I spent some time in Knoxville and got to know firsthand how pleasant the people are and how proud they are to maintain the tradition of the apple stack cake. Everyone knows it, and the routine that they follow to make and serve it is serious business.
It's an unusual and labor-intensive cake. First of all, the dough is rolled out like a cookie. It bakes into a pretty hard disk that will get mildly saturated with dried apples reconstituted with spices and sugar. The apples can't be fresh, and cheating the drying process is not acceptable. Electric fruit dehydrators save the effort of sun-drying apples on the porch or rigging an elaborate clothesline system in the attic—all methods I was told about by people who have seen it done.
One important element of the stack cake is timing. It must be wrapped and left in the refrigerator at least overnight, longer if possible. Whether you wrap it with wax paper and dish towels, aluminum foil, or plastic wrap, one way or another, keep it well covered so the moisture won't escape.

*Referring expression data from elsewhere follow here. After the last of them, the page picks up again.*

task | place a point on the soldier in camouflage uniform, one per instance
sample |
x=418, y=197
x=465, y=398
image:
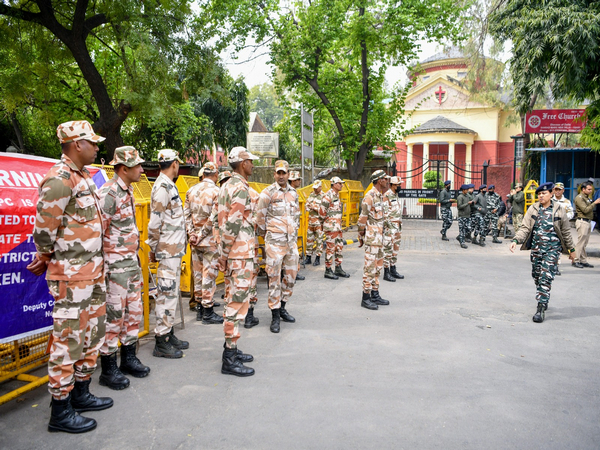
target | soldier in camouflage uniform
x=68, y=238
x=546, y=232
x=124, y=274
x=314, y=233
x=236, y=260
x=392, y=235
x=278, y=220
x=445, y=199
x=199, y=202
x=463, y=204
x=330, y=213
x=371, y=223
x=167, y=242
x=491, y=219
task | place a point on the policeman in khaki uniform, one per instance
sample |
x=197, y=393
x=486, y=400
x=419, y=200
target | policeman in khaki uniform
x=68, y=238
x=167, y=242
x=199, y=202
x=124, y=274
x=371, y=223
x=330, y=214
x=278, y=220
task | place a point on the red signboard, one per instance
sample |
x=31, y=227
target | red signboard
x=554, y=121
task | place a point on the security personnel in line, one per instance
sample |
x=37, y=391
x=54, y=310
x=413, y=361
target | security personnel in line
x=546, y=232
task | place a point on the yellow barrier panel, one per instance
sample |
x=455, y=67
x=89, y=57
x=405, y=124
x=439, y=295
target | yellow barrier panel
x=529, y=192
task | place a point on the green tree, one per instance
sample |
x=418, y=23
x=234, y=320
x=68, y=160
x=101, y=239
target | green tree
x=333, y=55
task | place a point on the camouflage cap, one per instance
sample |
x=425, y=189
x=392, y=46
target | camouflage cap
x=167, y=155
x=224, y=176
x=239, y=154
x=76, y=131
x=209, y=168
x=282, y=165
x=127, y=155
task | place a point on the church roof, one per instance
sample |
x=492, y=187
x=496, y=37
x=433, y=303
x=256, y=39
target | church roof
x=440, y=124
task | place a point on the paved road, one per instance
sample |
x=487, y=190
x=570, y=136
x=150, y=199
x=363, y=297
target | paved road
x=454, y=362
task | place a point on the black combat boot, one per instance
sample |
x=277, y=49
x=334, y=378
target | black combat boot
x=250, y=320
x=276, y=317
x=376, y=298
x=395, y=274
x=285, y=316
x=82, y=400
x=176, y=342
x=340, y=272
x=211, y=317
x=233, y=366
x=111, y=376
x=130, y=364
x=243, y=357
x=63, y=418
x=329, y=274
x=367, y=303
x=387, y=276
x=540, y=314
x=163, y=348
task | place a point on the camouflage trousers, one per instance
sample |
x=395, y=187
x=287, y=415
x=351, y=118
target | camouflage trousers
x=281, y=257
x=204, y=265
x=79, y=326
x=543, y=270
x=373, y=263
x=123, y=309
x=517, y=220
x=447, y=219
x=391, y=244
x=314, y=240
x=167, y=283
x=238, y=280
x=333, y=248
x=463, y=228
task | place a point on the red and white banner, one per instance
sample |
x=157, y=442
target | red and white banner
x=555, y=121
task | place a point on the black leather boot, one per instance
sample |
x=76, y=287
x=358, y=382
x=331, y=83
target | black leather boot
x=64, y=418
x=376, y=298
x=233, y=366
x=367, y=303
x=540, y=314
x=211, y=317
x=387, y=276
x=395, y=274
x=82, y=400
x=164, y=349
x=275, y=320
x=176, y=342
x=329, y=274
x=250, y=320
x=111, y=376
x=130, y=364
x=340, y=272
x=285, y=316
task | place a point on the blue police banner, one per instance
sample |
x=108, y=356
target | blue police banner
x=25, y=302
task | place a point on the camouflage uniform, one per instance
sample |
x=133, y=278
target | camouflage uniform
x=236, y=245
x=393, y=231
x=167, y=240
x=314, y=233
x=278, y=220
x=68, y=236
x=124, y=274
x=330, y=213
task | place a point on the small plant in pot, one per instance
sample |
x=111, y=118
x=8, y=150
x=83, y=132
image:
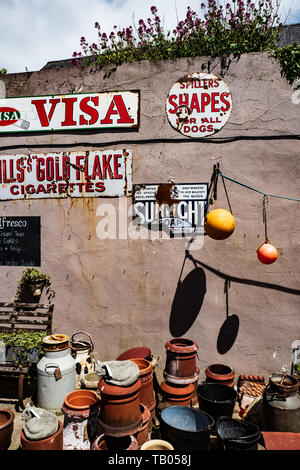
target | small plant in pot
x=23, y=347
x=31, y=286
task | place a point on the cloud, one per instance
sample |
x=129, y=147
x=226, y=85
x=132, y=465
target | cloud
x=34, y=32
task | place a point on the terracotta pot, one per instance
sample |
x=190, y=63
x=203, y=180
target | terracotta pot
x=54, y=442
x=104, y=442
x=81, y=399
x=147, y=397
x=220, y=373
x=144, y=353
x=181, y=361
x=80, y=426
x=6, y=428
x=57, y=342
x=142, y=434
x=180, y=395
x=120, y=413
x=157, y=444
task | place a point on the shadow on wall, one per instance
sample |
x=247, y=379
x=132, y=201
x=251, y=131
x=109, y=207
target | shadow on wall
x=187, y=302
x=189, y=298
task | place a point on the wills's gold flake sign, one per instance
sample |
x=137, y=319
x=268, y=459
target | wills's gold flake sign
x=66, y=174
x=81, y=111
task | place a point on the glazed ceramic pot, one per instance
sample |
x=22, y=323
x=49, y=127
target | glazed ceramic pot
x=6, y=428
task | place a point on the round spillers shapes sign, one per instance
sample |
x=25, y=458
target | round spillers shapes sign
x=199, y=105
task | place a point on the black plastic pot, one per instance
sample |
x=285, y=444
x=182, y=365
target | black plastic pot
x=234, y=434
x=186, y=428
x=216, y=399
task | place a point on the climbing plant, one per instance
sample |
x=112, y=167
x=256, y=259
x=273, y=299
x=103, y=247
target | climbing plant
x=237, y=27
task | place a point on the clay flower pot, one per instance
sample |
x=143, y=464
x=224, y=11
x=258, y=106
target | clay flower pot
x=180, y=395
x=147, y=397
x=142, y=434
x=120, y=413
x=104, y=442
x=6, y=428
x=220, y=373
x=54, y=442
x=81, y=399
x=181, y=361
x=157, y=444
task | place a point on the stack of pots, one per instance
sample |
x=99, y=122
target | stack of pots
x=53, y=442
x=281, y=404
x=147, y=397
x=181, y=373
x=6, y=428
x=220, y=373
x=80, y=410
x=120, y=415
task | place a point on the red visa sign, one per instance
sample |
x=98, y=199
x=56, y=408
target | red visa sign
x=70, y=112
x=199, y=105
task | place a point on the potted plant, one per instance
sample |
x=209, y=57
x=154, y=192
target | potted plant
x=23, y=347
x=31, y=285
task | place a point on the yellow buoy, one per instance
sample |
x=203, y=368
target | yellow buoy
x=219, y=224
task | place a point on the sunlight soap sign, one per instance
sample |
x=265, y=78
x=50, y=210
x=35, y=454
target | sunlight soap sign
x=70, y=112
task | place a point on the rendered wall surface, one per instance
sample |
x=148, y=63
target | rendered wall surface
x=122, y=291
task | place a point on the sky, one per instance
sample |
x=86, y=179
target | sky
x=34, y=32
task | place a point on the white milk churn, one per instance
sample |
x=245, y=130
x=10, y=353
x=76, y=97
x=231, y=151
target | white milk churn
x=82, y=351
x=56, y=372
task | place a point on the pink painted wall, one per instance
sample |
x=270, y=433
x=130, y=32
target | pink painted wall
x=121, y=291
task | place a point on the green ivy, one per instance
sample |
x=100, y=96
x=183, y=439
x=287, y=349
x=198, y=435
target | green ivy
x=24, y=341
x=289, y=58
x=238, y=27
x=32, y=275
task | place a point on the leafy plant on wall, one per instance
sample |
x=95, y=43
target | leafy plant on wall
x=238, y=27
x=23, y=343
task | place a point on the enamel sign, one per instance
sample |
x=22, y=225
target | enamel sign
x=70, y=112
x=66, y=174
x=199, y=105
x=175, y=208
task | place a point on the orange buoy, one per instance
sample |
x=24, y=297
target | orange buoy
x=267, y=253
x=219, y=224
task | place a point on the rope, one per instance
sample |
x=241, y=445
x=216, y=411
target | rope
x=257, y=190
x=265, y=200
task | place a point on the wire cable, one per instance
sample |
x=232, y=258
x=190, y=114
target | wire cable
x=258, y=190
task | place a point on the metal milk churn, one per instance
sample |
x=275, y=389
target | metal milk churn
x=81, y=351
x=56, y=372
x=281, y=404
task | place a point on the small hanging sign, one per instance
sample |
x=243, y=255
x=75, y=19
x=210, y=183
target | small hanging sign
x=199, y=105
x=177, y=209
x=20, y=241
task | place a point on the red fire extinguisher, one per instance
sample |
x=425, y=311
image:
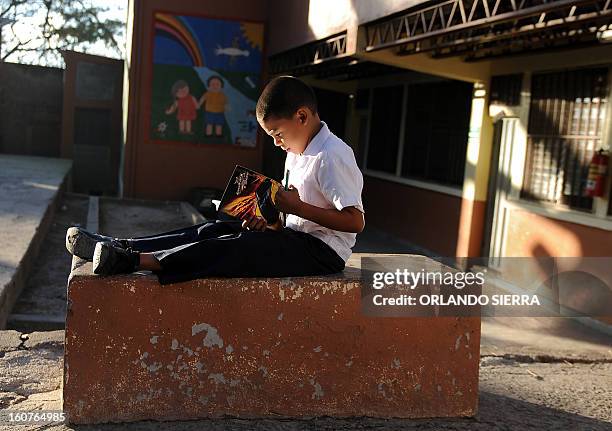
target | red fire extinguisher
x=598, y=169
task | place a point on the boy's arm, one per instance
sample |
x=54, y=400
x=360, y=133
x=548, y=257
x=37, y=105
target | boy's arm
x=349, y=219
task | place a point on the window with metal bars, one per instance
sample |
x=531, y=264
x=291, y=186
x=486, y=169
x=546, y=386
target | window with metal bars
x=566, y=120
x=436, y=119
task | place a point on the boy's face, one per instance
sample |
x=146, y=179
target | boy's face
x=291, y=134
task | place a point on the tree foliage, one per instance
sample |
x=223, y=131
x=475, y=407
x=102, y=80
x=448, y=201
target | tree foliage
x=53, y=26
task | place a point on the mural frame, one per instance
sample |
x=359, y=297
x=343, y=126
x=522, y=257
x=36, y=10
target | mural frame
x=148, y=102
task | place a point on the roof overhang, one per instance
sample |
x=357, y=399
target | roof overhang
x=482, y=28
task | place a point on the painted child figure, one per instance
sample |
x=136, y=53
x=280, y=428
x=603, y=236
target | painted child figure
x=215, y=104
x=185, y=106
x=323, y=207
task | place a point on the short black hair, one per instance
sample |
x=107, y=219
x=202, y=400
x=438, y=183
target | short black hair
x=283, y=96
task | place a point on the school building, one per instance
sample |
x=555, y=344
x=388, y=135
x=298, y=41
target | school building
x=474, y=122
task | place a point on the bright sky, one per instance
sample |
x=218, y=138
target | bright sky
x=24, y=27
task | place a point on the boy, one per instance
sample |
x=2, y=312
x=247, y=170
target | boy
x=323, y=207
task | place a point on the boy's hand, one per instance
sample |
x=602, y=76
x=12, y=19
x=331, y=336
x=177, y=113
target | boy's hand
x=288, y=201
x=254, y=223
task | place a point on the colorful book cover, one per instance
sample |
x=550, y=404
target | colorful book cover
x=249, y=193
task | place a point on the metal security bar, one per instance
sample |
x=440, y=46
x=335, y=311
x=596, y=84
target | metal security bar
x=303, y=58
x=458, y=26
x=566, y=120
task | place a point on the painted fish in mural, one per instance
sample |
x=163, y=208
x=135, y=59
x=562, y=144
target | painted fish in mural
x=232, y=52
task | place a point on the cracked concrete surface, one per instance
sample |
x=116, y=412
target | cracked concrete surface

Ideally, you should dry the apples yourself in a fruit-dehydrating machine. If that's not an option, go for store-bought dried apples. Don't cop out and buy applesauce, because the secret to the stack cake is not just what absorbs into the cake, but what doesn't. Jarred applesauce gets lost in the layers, leaving only a soggy stack. Although success isn't guaranteed, you can try to make dried apple slices in the oven. Peel and thinly slice 15 to 20 fresh apples (I like Gala or Cortland). Place them, without overlapping, on a baking sheet lined with parchment paper, and bake in a 225°F oven for up to 4 hours or until dried.